Dating of Homer


  1. An 8th century date is still very often reported, even in scholarly sources, but generally only by people who aren’t actually making an argument for the date. When you see arguments, the dates are normally 7th century. 8th century datings are a scholarly habit, not a product of scholarship. Barbara Graziosi has put it very memorably (Inventing Homer, 2002, p. 91):
  2. the eighth-century date is more often stated than argued for.
  3. Martin West calls the persistence of 8th century datings of Homer a result of ‘dogmatic drag’ (Making of the Iliad, 2011, p. 16): Having been accustomed for generations to think of the formative period of epic as lying two or three centuries before the emergence of the lyric and elegiac poets, scholars continued, when they found themselves compelled to narrow the gap, to cling to the highest date for the Homeric poems that still seemed allowable. The middle of the eighth century became a favourite dating; possibly a little after 750, but certainly not as late as 700. The Iliad still had to be the best part of a century older than Archilochus.
  4. and then he goes on to dismantle it. West’s own arguments for a dating in the 600s are based on the following points:
    • (1) Pictorial depictions of Trojan War scenes appear from about 700 onwards, but depictions of scenes specifically in the Iliad only start to appear in the late 600s. (This is a valid point, but not as simple as West would like.)
    • (2) Literary allusions only start to appear in Mimnermus and Alcaeus, from the late 600s onwards.

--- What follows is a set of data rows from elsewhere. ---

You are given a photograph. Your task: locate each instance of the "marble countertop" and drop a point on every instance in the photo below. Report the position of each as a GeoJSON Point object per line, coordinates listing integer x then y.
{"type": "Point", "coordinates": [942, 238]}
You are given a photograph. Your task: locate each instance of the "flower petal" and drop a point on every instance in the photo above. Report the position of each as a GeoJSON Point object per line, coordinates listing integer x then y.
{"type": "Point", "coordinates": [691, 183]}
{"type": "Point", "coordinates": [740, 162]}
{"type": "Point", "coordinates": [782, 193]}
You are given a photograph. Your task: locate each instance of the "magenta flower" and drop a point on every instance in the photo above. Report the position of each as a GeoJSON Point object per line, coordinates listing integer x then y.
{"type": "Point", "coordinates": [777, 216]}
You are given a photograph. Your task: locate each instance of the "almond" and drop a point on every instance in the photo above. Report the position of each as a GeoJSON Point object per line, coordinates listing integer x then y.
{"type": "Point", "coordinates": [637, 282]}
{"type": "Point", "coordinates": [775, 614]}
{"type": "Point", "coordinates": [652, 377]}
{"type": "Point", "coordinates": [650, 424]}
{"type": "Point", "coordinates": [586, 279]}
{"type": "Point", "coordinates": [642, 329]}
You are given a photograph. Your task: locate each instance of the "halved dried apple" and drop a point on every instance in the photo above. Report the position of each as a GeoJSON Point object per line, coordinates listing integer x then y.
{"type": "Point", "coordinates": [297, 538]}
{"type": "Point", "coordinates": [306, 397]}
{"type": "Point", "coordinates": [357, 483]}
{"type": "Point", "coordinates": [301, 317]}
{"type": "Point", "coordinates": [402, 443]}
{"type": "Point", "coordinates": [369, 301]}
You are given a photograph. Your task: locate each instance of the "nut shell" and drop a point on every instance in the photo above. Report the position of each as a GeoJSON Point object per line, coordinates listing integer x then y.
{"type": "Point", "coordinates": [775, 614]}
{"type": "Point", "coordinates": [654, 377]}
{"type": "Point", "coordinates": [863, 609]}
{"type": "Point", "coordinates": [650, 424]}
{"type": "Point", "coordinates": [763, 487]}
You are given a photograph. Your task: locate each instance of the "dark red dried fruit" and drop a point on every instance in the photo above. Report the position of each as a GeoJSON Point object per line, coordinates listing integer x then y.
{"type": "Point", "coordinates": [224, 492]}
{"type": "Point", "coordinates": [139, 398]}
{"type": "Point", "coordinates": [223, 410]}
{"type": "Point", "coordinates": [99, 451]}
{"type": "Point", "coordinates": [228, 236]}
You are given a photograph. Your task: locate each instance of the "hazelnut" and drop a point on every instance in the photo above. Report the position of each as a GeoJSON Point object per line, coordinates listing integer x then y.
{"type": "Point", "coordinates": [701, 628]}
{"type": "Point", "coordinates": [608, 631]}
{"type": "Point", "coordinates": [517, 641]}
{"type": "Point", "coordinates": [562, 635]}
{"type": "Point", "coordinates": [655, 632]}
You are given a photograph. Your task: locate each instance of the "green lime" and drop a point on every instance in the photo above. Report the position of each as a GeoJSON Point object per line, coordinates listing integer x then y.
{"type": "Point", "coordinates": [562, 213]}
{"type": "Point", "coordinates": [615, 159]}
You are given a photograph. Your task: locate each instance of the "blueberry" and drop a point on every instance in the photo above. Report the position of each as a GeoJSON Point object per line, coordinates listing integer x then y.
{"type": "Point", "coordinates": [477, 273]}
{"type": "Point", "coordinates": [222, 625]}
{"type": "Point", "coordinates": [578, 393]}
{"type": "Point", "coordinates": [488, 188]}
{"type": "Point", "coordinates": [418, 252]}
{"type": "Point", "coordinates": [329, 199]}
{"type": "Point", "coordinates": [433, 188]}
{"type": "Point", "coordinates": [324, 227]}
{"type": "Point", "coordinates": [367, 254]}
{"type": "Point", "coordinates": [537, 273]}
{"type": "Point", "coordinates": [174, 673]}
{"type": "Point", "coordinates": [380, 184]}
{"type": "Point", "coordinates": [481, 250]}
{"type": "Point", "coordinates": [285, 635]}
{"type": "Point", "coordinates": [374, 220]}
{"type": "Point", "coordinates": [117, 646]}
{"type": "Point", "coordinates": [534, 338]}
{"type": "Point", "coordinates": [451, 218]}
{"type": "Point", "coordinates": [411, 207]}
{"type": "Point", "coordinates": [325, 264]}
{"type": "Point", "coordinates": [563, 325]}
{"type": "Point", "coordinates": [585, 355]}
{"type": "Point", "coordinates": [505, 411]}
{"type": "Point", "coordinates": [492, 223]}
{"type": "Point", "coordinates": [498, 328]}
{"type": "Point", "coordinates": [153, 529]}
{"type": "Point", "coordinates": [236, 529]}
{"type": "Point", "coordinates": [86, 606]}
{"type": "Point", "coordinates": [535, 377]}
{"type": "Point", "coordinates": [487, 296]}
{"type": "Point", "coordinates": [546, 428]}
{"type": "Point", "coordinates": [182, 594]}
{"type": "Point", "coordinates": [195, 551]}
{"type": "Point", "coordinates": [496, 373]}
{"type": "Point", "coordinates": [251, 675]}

    • (3) Some passages seem to show knowledge of the Hesiodic poems.
    • (4) Some passages seem to show knowledge of the kind of martial elegy that we see in Callinus and Tyrtaeus.
    • (5) Multiple passages in the Iliad take for granted general knowledge of Egypt, and Greek colonisation in the Black Sea.
    • (6) In particular, a passage about the wealth of Egyptian Thebes (Waset/Luxor) is likely to reflect that city’s status in the 25th Dynasty, 715-663 BCE. But the wealth of Thebes may have only came to international attention after the city was sacked by Ashurbanipal in 663. (This is compelling in itself, but the argument only applies to a single passage — and if we’re allowing for interpolations, we have to allow for the possibility that that passage is an interpolation.)
    • (7) One passage seems to indicate awareness of steppe pastoralists in Ukraine, again pointing to Greek exploration of the Black Sea.
    • (8) The design of Achilles’ shield in book 18 has its closest parallels in Cypro-Phoenician dishes and bowls of the period 710-675 BCE. (A valid point, but not all that compelling by itself.)
    • (9) Athena’s aegis and Agamemnon’s shield feature Gorgons, and external evidence for use of this device first appears around 670 BCE.
  5. Point 9 is by far his strongest argument — and a much stronger form of the same point appears in a 1994 article by Hans van Wees, ‘The Homeric way of war’ (Greece & Rome 41, two parts).
  6. The strength of point 9 is that the Gorgons appear in several parts of the Iliad. They can’t be dismissed as random one-offs, or as a product of interpolation. Van Wees makes a similar argument for a whole bunch of military equipment and practices — things that are described hundreds of times all over the epic. Van Wees has data: by comparison, West’s points are more like anecdata. Van Wees’s arguments for a post-700 and especially a post-670 dating are based on the Iliadic use of single-grip round shields; bronze greaves; soldiers armed with a single spear; and the overwhelming dominance of spears in death-scenes as the instrument of death. All of these can be tied to transitions in pictorial or material evidence, where the equipment does not appear or only very little prior to 700, but is very common in evidence after 700.